Bess Myerson and Ed Koch in 1977. Image by Getty Images/Allan Tannenbaum/Contributor

In 1983, Mayor Ed Koch picked Myerson as Commissioner of the Department of Cultural Affairs. Her life in the public eye subsequently unraveled in what became known as the “Bess Mess.” Her affair with the wealthy — and much younger— sewer contractor Carl “Andy” Capasso was made public in Capasso’s divorce proceedings. The judge in those proceedings, who ruled in Mr. Capasso’s favor, appeared to have been bribed by Myerson, who set the judge’s daughter up with a position as her assistant in the office of Cultural Affairs.

Dogged by debt through the 1980s, Myerson found herself pleading guilty to tax evasion in 1987. Soon after, she was investigated for providing city contracts to Capasso. When brought before a grand jury, she pled the fifth and was forced to resign in disgrace in April of that year.

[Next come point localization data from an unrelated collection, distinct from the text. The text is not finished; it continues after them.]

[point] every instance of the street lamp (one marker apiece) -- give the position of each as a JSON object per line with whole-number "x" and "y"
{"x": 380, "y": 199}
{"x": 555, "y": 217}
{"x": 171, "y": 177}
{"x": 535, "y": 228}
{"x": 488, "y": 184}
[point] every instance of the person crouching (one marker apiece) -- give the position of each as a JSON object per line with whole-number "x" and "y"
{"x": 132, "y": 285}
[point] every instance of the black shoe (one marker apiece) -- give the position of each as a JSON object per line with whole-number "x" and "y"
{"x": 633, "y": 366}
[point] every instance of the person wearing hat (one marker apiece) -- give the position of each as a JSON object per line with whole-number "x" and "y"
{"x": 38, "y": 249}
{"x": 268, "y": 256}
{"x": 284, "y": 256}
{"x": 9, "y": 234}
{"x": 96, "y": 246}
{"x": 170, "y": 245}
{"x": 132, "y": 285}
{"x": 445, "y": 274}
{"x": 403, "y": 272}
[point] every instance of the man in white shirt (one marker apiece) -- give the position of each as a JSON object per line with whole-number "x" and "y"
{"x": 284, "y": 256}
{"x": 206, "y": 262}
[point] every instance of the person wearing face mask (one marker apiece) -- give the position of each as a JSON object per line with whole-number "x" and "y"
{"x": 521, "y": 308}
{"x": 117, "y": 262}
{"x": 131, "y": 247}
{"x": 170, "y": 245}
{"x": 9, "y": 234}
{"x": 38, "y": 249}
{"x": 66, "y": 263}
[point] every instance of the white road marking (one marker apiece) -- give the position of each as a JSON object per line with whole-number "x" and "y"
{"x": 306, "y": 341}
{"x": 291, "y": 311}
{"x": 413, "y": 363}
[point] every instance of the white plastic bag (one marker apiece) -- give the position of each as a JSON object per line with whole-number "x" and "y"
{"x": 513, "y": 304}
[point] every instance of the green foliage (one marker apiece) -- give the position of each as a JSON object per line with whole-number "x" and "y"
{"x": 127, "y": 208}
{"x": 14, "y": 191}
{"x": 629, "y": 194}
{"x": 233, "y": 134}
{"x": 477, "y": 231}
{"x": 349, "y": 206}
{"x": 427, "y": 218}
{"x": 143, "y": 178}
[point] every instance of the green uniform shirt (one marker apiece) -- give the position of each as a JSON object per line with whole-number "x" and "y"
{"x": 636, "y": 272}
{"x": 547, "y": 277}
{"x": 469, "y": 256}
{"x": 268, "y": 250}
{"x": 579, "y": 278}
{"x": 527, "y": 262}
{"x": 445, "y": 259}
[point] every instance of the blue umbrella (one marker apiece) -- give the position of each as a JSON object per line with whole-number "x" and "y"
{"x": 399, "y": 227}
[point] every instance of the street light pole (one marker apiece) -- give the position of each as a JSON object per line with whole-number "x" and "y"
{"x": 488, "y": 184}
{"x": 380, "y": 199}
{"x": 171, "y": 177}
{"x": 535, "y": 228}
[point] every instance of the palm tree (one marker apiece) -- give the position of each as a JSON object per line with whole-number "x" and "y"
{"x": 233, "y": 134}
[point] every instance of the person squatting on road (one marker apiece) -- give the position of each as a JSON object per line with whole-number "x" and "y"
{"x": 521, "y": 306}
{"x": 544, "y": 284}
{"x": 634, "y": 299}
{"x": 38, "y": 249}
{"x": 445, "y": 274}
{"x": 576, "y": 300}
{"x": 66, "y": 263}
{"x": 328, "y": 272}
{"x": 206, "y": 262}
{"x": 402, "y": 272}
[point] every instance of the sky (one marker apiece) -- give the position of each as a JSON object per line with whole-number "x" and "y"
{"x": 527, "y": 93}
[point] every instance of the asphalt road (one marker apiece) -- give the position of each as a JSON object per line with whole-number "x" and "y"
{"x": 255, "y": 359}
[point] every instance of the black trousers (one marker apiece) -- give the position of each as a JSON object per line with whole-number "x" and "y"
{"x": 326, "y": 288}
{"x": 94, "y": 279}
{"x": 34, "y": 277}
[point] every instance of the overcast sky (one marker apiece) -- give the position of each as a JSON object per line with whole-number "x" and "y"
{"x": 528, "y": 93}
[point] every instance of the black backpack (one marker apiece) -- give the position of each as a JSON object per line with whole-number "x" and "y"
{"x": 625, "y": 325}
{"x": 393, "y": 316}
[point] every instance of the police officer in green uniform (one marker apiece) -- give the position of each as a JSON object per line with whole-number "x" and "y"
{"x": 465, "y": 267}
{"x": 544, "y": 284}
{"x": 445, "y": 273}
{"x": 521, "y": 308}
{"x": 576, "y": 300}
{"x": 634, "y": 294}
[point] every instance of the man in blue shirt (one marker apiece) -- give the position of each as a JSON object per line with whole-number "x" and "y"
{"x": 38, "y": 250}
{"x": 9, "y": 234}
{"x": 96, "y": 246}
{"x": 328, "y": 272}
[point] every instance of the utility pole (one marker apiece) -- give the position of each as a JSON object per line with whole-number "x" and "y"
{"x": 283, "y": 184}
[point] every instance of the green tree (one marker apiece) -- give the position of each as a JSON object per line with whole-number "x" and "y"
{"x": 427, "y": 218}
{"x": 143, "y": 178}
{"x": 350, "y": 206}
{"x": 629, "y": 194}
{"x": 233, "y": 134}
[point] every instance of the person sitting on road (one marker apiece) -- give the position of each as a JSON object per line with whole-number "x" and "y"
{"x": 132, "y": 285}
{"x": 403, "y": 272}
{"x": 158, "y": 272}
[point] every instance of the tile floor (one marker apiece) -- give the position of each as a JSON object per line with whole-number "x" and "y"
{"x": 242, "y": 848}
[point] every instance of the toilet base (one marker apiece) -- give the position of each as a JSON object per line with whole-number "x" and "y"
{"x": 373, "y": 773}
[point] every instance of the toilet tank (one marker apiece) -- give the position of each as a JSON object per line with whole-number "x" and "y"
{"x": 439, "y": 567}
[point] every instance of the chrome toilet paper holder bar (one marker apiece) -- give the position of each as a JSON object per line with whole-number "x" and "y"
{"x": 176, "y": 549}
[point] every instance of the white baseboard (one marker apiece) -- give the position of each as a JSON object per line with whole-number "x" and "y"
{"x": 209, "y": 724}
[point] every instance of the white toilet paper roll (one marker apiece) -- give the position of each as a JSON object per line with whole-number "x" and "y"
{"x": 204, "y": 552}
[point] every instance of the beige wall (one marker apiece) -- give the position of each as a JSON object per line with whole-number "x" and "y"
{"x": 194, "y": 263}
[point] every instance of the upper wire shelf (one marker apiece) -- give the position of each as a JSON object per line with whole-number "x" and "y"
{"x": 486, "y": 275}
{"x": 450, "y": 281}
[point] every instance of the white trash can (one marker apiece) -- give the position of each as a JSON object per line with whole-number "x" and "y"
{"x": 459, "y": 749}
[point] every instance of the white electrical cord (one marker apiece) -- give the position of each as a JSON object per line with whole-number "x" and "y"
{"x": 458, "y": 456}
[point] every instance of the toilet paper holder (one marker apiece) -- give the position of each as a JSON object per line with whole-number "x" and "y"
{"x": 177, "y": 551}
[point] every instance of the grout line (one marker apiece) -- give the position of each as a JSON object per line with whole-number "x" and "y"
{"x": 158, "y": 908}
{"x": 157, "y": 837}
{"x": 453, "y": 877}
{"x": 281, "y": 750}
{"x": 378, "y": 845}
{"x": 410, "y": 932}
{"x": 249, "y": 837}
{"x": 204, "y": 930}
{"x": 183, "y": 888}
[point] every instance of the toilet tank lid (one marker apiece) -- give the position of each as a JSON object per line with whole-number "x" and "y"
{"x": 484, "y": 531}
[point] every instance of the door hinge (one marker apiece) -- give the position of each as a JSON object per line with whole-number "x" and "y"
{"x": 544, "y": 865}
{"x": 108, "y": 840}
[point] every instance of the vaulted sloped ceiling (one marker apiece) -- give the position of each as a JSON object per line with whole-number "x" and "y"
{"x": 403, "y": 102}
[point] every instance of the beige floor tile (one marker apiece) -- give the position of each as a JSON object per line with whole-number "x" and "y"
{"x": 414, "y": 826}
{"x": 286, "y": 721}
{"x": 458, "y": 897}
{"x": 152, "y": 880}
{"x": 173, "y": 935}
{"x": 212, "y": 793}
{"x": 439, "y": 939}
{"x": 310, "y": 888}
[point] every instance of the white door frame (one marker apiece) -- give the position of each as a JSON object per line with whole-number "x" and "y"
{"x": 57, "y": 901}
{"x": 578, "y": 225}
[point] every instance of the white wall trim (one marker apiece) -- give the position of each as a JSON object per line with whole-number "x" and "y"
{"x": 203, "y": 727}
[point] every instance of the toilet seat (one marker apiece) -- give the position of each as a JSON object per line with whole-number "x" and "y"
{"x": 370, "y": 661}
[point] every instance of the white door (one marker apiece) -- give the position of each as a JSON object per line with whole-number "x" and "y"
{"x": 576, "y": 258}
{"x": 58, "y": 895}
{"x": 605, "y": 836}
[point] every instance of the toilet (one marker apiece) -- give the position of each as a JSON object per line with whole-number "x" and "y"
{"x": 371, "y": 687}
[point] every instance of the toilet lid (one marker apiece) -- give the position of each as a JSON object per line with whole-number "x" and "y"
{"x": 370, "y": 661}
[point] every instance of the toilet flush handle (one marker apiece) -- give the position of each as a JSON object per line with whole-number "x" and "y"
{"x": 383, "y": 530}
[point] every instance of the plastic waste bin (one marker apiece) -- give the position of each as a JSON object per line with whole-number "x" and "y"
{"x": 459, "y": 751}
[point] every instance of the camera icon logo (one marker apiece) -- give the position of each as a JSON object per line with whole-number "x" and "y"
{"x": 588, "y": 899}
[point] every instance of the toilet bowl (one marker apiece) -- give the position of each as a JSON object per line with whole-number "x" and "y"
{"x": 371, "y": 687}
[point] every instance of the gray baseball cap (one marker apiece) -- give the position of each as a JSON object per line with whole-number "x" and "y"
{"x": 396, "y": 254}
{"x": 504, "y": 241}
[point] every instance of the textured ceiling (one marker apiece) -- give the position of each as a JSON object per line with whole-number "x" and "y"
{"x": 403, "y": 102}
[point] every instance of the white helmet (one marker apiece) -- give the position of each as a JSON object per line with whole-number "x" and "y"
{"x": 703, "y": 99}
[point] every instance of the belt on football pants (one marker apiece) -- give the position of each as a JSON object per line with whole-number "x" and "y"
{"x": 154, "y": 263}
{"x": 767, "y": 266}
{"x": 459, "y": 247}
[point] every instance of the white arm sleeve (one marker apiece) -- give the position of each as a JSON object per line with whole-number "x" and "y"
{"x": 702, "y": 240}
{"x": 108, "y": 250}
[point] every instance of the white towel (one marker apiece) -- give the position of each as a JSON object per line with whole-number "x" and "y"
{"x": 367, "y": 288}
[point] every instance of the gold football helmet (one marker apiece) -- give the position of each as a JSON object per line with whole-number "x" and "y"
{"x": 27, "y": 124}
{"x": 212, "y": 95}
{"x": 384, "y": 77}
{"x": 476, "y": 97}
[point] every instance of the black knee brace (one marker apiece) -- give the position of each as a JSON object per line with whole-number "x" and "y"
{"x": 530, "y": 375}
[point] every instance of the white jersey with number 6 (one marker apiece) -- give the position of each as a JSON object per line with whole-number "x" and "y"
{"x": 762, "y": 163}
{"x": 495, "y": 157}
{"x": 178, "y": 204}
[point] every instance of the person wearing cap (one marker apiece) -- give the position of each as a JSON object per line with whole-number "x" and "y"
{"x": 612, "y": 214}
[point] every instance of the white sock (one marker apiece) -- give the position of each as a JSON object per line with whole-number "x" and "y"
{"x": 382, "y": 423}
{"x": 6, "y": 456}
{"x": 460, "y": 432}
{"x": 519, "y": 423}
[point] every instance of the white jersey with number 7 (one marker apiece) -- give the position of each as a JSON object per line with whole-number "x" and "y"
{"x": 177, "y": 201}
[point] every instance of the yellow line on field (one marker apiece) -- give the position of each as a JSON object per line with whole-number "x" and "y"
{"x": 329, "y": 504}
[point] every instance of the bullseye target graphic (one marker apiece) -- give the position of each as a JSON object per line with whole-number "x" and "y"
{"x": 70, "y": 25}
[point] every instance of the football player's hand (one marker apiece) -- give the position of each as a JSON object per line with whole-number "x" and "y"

A year later, in 1988, Myerson was indicted in the verdict of Capasso’s divorce case. She was accused of conspiracy, mail fraud, obstruction of justice and using interstate facilities to violate state bribery laws. She was ultimately acquitted, but the case caused her to withdraw from public life until her death in 2014 at the age of 90.

Yet despite the ignominy of her years after public office, Myerson’s legacy survived in her work for three presidential administrations and under two New York City mayors. By comparison, her one-time Miss America crown seems a small accomplishment.